Improving health, some tasty new tech, and the promise of a New Year (ok, I love resolution-creation). Everything was good. It still is and it’s getting better. It’s been a rough year so far (a complete and utter understatement in terms of the world). I’ve had health ups and downs, periods where I was sinking into fatigue again then diving down the research rabbit hole. I do acknowledge a lot more processed food has crept into my diet, and dairy too. But still living the gluten-free life. There have been recurring symptoms that I won’t go into but which lead me to believe there’s an element of autoimmunity, something that I think affects a massive proportion of the population to some degree. For the past two years I’ve not really been moved by music which is crazy for me as I always had music playing. But I’m hoping that will come with time. Every period of my life until two years ago had a soundtrack, and music always lifted me. I believe my cognitive issues include dopamine and serotonin imbalances. I know some mild depressive symptoms have overlapped other symptoms, but that is definitely changing. I have energy and motivation again.

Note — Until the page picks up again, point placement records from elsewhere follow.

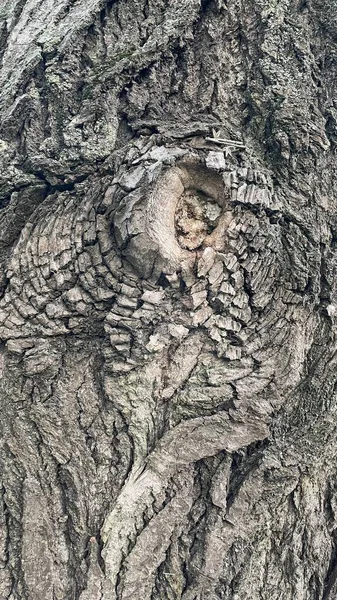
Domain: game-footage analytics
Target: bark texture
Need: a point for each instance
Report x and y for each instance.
(168, 301)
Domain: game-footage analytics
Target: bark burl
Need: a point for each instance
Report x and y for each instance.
(168, 304)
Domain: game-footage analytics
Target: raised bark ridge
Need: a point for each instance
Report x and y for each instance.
(167, 313)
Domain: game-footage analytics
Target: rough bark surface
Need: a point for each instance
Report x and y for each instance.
(168, 301)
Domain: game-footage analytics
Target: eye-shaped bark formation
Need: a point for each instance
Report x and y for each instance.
(168, 300)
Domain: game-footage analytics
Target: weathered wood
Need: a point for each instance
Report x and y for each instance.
(168, 300)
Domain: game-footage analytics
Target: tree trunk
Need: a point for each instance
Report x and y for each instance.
(168, 300)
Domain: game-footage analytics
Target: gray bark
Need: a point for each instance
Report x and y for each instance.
(168, 301)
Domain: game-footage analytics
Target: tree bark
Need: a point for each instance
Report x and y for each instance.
(168, 300)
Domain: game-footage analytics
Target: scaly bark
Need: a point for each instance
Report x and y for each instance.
(168, 300)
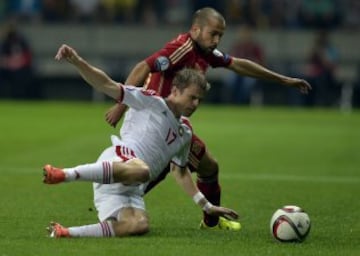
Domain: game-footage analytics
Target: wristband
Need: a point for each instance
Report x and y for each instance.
(198, 197)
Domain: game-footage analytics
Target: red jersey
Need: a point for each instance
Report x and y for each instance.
(177, 54)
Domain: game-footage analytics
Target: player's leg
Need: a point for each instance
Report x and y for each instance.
(207, 169)
(105, 171)
(119, 215)
(133, 222)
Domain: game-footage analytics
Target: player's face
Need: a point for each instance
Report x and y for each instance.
(189, 99)
(209, 35)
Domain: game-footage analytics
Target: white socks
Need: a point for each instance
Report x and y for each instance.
(102, 229)
(100, 172)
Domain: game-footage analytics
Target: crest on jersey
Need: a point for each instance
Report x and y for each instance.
(181, 131)
(149, 92)
(217, 53)
(162, 63)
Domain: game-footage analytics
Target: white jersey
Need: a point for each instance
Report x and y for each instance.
(152, 132)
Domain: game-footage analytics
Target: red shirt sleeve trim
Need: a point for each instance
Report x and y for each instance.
(121, 98)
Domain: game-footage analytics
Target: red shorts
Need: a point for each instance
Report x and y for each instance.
(197, 151)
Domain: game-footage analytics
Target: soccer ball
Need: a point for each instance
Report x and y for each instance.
(290, 224)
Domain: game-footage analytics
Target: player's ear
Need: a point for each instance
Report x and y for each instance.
(195, 30)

The individual body’s reaction to the environment and food is a fascinating subject to me. But the past 8 months have taught me so much more about how to deal with feeling less than optimal, or downright hellish, whether you know the reason or not. Lessons that helped me:

  • Mental energy is finite as you get older – don’t waste it ruminating. I’d focus on my problems in the morning and be wiped out by lunchtime.
  • Be creative with accountability – I bought a Clever Fox planner. It’s a lovely thing and I love planning my days with it. And because it’s lovely (and not cheap), I’m pretty committed to ticking off my plans. Most of the time.
  • Simplify – Dogs, exercise, write. More and more often, that’s my day in no particular order. Some days can still be nap, dogs, wine, and that’s fine too, believe it or not because….
  • You need to let go of things you can’t control – including annoying symptoms. And other people’s behaviour. You can, however, control how you react, and that’s to your benefit.
  • Your can find new direction – twenty-five years ago I was aiming to be an adventure instructor. From balance issue onwards, and while working a stressful job, I was going to make jams and chutneys/stained glass to sell (never did it). Four years ago I became a copywriter, now a content writer (and a novelist…..?). Who knows, I may take on more adventure again.
  • Check in with yourself – before you react internally or externally, remember how much is habit, and how many of those habits only hurt you.
  • Be present – it’s becoming a cliche, but there’s so much to this that I think has really set me up to get going again. Ruminating, as mentioned is living in the past. Easy to fall into when you want to have a response lined up for someone the next time they mistreat you, or if you’re looking for validation. Thinking about the future is great when you stay on a positive track, but it’s human nature to deviate into uncertainty.

Keeping going

My interest in wellness and then my unexpected health blip (a long blip, but hopefully a blip all the same) were the impetus for beginning this blog. The chronic fatigue and brain fog led me to consider giving it up, but it’s been a lesson and a journey, and I would love to carry on writing if it’s to anyone else’s benefit. But my main focus will now be on the other sections of the blog, the good stuff, the adventure.